What is Phonemic Awareness?
The meaning and related associations of individual words and phrases.
What is vocabulary?
A broad skill that includes identifying and manipulating units of oral language – parts such as words, syllables, and onsets and rimes.
What is phonological awareness?
The relationships between the sounds of language and its graphic symbols, i.e., the letters.
What is phonics?
Grade level prototypically associated with proficient reading and writing.
What is 6th grade?
Written sounds in order based on orthographic patterns and/or letter-sound relationships.
What is phonics?
An implied understanding of motives, themes, suggestions, and reasoning that authors do not explicitly lay out in a text.
What is inferential comprehension?
The ability of a child to know and recognize the ways in which print “works” for the purposes of reading, particularly with regard to books.
What is concepts about print?
The practice of spelling unfamiliar words with an educated guess, based on phonetic knowledge.
What is invented (or phonetic) spelling?
Moving responsibility from a person with knowledge and releasing/giving responsibility to a person gaining that knowledge.
What is the Gradual Release of Responsibility?
The beginning literacy concept that sounds can be represented by letters and letters can represent sounds.
What is the alphabetic principle?
The why an author chose to incorporate, include, exclude, highlight, or neglect certain aspects of the text or illustrations (author’s craft). Also known as "about the text".
What is evaluative comprehension?
Teaching children reading comprehension through the integration of science and reading.
What is conceptual knowledge?
A text’s level that students may independently read well, including with prosody, at an appropriate pace, with few words needing word identification strategies, and with comprehension. Sometimes called a child “just right” book.
What is independent reading level?
A text’s level that students may read well with teacher support. Teacher prompting may be needed for successful word identification of <5% of the words or to engage in deeper comprehension.

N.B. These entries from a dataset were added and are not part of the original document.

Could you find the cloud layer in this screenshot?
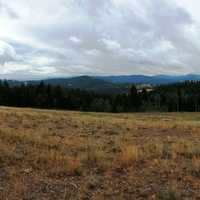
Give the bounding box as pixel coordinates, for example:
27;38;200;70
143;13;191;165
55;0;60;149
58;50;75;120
0;0;200;79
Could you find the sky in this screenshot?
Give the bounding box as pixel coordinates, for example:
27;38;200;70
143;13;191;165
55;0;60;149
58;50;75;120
0;0;200;80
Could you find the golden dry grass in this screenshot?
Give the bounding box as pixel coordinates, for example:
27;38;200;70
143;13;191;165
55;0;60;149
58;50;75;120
0;107;200;200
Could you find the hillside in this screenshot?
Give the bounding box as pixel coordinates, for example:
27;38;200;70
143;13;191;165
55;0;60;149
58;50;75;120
98;74;200;85
0;107;200;200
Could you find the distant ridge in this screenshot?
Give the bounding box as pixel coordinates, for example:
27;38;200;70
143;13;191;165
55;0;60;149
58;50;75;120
2;74;200;93
98;74;200;85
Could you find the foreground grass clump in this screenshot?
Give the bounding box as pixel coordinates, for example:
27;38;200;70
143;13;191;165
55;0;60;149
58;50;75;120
0;107;200;200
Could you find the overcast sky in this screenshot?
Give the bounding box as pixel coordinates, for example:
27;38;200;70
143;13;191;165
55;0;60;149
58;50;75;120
0;0;200;79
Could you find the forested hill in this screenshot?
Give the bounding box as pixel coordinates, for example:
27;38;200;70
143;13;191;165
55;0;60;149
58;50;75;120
0;81;200;112
4;74;200;93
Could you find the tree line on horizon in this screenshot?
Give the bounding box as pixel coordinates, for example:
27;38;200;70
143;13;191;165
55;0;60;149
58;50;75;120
0;81;200;112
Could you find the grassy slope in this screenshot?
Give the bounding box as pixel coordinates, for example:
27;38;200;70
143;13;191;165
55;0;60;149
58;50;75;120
0;107;200;200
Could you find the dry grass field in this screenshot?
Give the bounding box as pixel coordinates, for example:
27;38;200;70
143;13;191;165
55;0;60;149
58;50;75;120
0;107;200;200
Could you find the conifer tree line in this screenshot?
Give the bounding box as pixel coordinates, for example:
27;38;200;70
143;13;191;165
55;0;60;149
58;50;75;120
0;81;200;112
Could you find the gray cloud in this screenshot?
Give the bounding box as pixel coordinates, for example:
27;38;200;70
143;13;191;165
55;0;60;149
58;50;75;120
0;0;200;78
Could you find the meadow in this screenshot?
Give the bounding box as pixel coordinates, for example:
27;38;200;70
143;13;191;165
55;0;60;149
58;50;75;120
0;107;200;200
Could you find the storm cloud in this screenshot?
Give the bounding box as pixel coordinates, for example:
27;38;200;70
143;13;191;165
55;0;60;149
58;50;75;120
0;0;200;79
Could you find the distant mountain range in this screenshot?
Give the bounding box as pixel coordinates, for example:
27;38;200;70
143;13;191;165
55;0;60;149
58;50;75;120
98;74;200;85
3;74;200;93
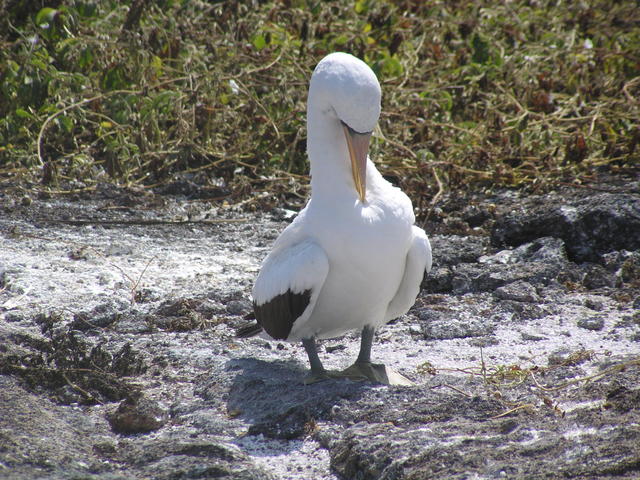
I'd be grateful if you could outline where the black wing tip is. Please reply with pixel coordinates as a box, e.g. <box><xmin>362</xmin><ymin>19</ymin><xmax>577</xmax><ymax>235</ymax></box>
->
<box><xmin>253</xmin><ymin>290</ymin><xmax>311</xmax><ymax>340</ymax></box>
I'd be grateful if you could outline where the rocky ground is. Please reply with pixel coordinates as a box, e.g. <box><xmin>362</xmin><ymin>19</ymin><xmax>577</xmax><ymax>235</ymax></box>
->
<box><xmin>0</xmin><ymin>179</ymin><xmax>640</xmax><ymax>480</ymax></box>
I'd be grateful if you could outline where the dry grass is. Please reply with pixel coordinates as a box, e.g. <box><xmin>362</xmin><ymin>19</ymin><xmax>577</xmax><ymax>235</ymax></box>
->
<box><xmin>0</xmin><ymin>0</ymin><xmax>640</xmax><ymax>209</ymax></box>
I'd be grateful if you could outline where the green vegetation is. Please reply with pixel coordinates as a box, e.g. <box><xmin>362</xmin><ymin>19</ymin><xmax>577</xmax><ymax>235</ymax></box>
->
<box><xmin>0</xmin><ymin>0</ymin><xmax>640</xmax><ymax>207</ymax></box>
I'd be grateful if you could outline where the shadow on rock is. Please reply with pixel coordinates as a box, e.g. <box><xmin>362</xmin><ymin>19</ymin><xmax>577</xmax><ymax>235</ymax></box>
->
<box><xmin>226</xmin><ymin>358</ymin><xmax>372</xmax><ymax>440</ymax></box>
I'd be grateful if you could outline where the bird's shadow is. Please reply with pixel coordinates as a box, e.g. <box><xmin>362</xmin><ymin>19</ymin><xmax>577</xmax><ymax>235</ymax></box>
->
<box><xmin>225</xmin><ymin>357</ymin><xmax>373</xmax><ymax>440</ymax></box>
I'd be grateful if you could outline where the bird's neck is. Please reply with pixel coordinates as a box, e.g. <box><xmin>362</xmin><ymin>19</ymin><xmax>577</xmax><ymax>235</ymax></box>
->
<box><xmin>307</xmin><ymin>109</ymin><xmax>358</xmax><ymax>202</ymax></box>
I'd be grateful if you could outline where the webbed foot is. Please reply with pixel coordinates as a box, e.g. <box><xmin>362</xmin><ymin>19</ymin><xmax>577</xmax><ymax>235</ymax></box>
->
<box><xmin>333</xmin><ymin>362</ymin><xmax>415</xmax><ymax>386</ymax></box>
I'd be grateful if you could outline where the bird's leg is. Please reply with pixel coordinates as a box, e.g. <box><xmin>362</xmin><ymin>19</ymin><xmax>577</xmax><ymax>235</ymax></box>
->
<box><xmin>302</xmin><ymin>337</ymin><xmax>331</xmax><ymax>385</ymax></box>
<box><xmin>340</xmin><ymin>325</ymin><xmax>413</xmax><ymax>385</ymax></box>
<box><xmin>356</xmin><ymin>325</ymin><xmax>376</xmax><ymax>363</ymax></box>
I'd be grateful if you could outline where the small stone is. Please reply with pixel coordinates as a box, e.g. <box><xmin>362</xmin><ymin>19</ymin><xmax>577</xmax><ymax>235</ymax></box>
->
<box><xmin>495</xmin><ymin>281</ymin><xmax>540</xmax><ymax>303</ymax></box>
<box><xmin>107</xmin><ymin>392</ymin><xmax>167</xmax><ymax>435</ymax></box>
<box><xmin>227</xmin><ymin>300</ymin><xmax>253</xmax><ymax>315</ymax></box>
<box><xmin>578</xmin><ymin>316</ymin><xmax>604</xmax><ymax>332</ymax></box>
<box><xmin>584</xmin><ymin>298</ymin><xmax>604</xmax><ymax>312</ymax></box>
<box><xmin>521</xmin><ymin>332</ymin><xmax>547</xmax><ymax>342</ymax></box>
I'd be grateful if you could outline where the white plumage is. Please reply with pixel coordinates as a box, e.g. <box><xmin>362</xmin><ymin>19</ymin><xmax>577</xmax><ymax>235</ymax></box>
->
<box><xmin>253</xmin><ymin>53</ymin><xmax>431</xmax><ymax>380</ymax></box>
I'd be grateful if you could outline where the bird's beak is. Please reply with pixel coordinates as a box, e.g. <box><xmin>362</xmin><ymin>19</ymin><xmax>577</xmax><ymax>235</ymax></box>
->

What is instructional reading level?
The smallest unit of a language that cannot be further divided and carries meaning.
What is a morpheme?
When readers listen to their own voice and analyze what they are reading for meaning and correct pronunciation of words.
What is self-monitoring?
The ability to focus on and manipulate individual sounds (phonemes) in spoken words.
What is phonemic awareness?
A form of communication and their marks on paper that convey a message.
What is writing?
The basis of a new word, but it does not typically form a stand-alone word on its own. Examples include:
bene
bio
ject
What is a Greek or Latin root?
Intended word: shirt; child’s spelling: shert. This is an example of what kind of error?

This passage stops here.